A safe return home: Tackling stigma on the Ebola frontlines in Uganda

According to the latest figures, more than 1,400 confirmed cases of Ebola Bundibugyo virus disease, including 350 deaths, have been reported in the two countries. More than 90 percent of infections are concentrated in Ituri province in the Democratic Republic of the Congo, a major cross-border trade hub with Uganda, devastated by years of armed conflict.

Calling Kampala

On a Sunday morning in Kampala, Dr. Chris Opesen, an anthropologist with the World Health Organization (WHO), receives a call from local authorities shortly after 5:30 in the morning.

A woman suspected of having Ebola is preparing to return home and has been asked to help ensure her reintegration into the community is safe.

Three days earlier, Lilian* had presented symptoms consistent with Ebola and was transferred to the Ebola isolation unit at Mulago Hospital for diagnosis and care.

Although the move was planned, it was a harrowing experience for her, her family and her neighbors. Since then, everyone has been anxiously awaiting the final confirmation test that will determine whether she can return home safely.

Over the past 36 hours, Dr. Opesen has been in regular contact with Lilian and her family, offering them reassurance and guidance as anxiety in the community has increased.

“The anthropologist is the midfielder of the outbreak response,” he says, drawing on a football analogy. “I connect response teams with communities and provide feedback, from the community to the response teams, citing concerns, fears and complaints.”

Manage fear and misinformation

Together with colleagues from the Kampala Capital City Authority, Dr Opesen calls a community meeting with Lilian’s family and friends to address concerns before her return.

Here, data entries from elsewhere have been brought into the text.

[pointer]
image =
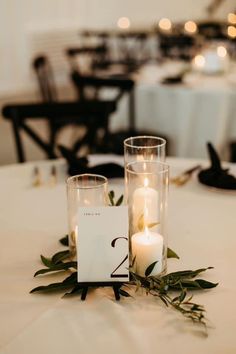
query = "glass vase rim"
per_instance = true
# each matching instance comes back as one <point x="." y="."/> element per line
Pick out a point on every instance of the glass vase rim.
<point x="99" y="185"/>
<point x="163" y="142"/>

What begins as a tense and emotional exchange gradually changes as Dr. Opesen proposes a more structured dialogue. The group agrees and elects a president, a neighbor and a secretary: Ángela*, Lilian’s sister.

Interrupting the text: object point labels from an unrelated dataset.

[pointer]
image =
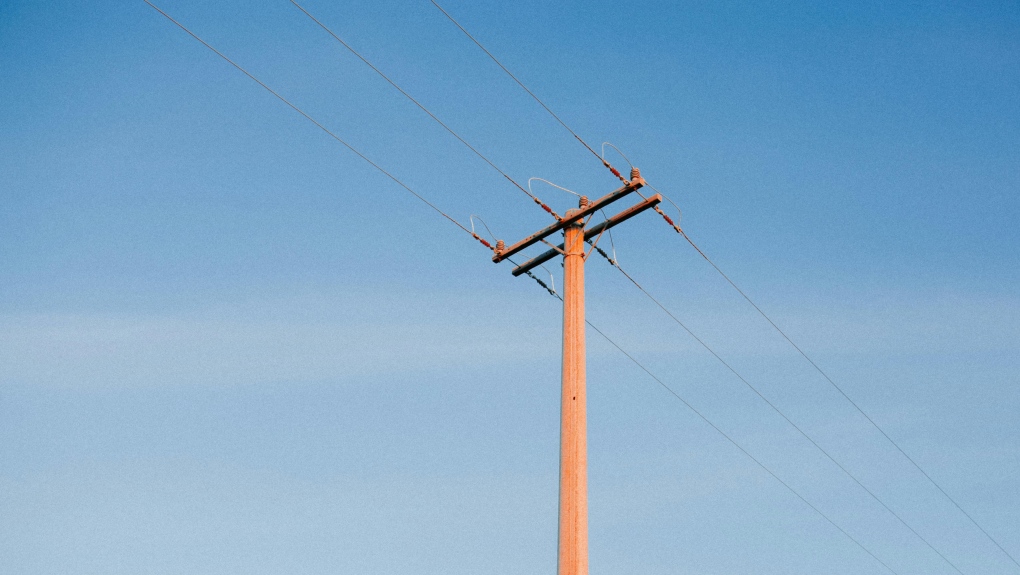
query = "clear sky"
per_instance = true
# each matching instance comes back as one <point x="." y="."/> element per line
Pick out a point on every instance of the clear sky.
<point x="230" y="346"/>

© UNICEF/Joseph Balikuddembe
Students attend an Ebola awareness session at a primary school in Kasese district, Uganda.

As each person is given space to speak, the atmosphere slowly calms down. “We appreciate you, because without you there would still be fear,” Angela says later.

Later, Dr Opesen and his colleague Henry Bwire, surveillance focal point for the Kampala Capital City Authority, accompany a neighbor to a local store.

Lilian had asked them to talk to the shopkeeper, who had allegedly stigmatized her mother the day before.

“Ebola is a disease that everyone fears,” explains Bwire. “Sigma can arise through miscommunication and fear, both of which were present in this case. Our role was to bring Lilian back and clear up that miscommunication and reduce that fear in the community.”

After the discussion, the merchant thanks the team and assures them that Lilian will be treated with respect upon her return.

Hoping everything is clear

All that remains is confirmation from the laboratory.

They both decide to wait on neutral ground rather than return home, positioning themselves between the hospital and Lilian’s neighborhood. They remain in contact with the laboratory and the family throughout the afternoon.

Around 6:30 p.m. the call comes: the result is negative for Ebola. Lilian had been treated for a bacterial infection and is well enough to return home.

© WFP/Daisy Masembe
Emergency relief supplies for the Ebola outbreak are unloaded from a plane in Entebbe, Uganda.

A worthy return

Back at the house, family and neighbors gather in anticipation. Dr. Opesen arrives with a cake and bottles of water.

When Lilian finally arrives, escorted by a member of Uganda’s national emergency medical team, she looks tired but relieved. The group listens as she tells of her experience and what recovery will mean to her.

“As a family, we appreciate you coming out to the field and into the community to talk to us, because the stigma can be too much,” she says. “Thank you for listening and addressing our concerns. I hope this is a learning experience.”

Lilian then cuts the cake and shares it with everyone gathered.

“For me, reintegration should be a celebration, especially when the evacuation didn’t go as planned,” says Chris. “I wanted to do something special for Lilian, and for her to serve the portions to the people and for them to eat what she had given them, to show their acceptance in the community.”

A long day, a shared result

At 9 p.m., more than 15 hours after his day began, Dr. Opesen is finally on his way home. Despite the long hours, he describes the day as rewarding.

“My role in the response gives me satisfaction,” he says. “If I do my job well, I can make a difference and support WHO leadership on the front lines of a safe and dignified response.”

*Names have been changed to protect patient privacy.